Even though the source code is not released, it is possible to get a license to the source code of the c-fsm library ( documented here) by requesting a license for the XLE page. Information and relevant links can be found at the bottom of the project page.

Hfst

A source-code compatible clone of the Xerox tools, based on OpenFST, but with multiple backends (Foma, SFST, OpenFST).

Strengths:

  • replicates 99% of the functionality of the Xerox tools
  • is actively maintained
  • is almost as fast in lookup as Xerox when using the optimised lookup format
  • supports weighted fst's
  • open source

Weaknesses:

  • is slow in compiling fst's compared to Xerox

Foma

A source-code and command interface compatible clone of the Xerox xfst tool, developed and maintained by Måns Huldén.
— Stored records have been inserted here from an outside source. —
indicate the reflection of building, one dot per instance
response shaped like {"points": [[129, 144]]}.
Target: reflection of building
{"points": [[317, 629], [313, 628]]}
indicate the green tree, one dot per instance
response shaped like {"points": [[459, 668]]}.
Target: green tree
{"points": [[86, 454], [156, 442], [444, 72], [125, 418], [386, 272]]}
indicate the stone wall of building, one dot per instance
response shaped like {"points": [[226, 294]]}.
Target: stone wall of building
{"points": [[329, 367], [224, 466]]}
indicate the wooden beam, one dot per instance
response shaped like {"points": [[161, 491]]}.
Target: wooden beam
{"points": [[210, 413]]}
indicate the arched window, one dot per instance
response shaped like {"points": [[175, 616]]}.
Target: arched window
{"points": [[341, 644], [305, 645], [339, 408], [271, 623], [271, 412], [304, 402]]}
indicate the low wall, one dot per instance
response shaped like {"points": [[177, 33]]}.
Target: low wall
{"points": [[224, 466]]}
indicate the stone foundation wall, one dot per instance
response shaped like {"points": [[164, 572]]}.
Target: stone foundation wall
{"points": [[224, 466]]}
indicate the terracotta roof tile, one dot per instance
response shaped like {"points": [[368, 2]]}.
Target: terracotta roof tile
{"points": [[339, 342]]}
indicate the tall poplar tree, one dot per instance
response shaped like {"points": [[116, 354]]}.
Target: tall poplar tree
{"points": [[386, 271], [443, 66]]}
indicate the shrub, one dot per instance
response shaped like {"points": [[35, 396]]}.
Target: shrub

Is open source.

Strengths:

  • fast in lookup
  • fast in compiling source code
  • actively maintained

Weaknesses:

  • no support for twolc
  • limited support for weighted fst's

How to cope with this...

... ie the lack of future for Xerox, the lack of twolc in Foma and the lack of speed in Hfst.

Today's dual strategy

  • use the fast xfst for developing and for some applications
  • use the slow hfst for all applications demanding open source and/or weighting

The future

... is dependent upon

  • whether hfst will become faster
  • whether foma will include support for twolc
  • whether it will be possible to license some version of c-fst that will produce the command line tools we need

In the short run, we can continue as we do now.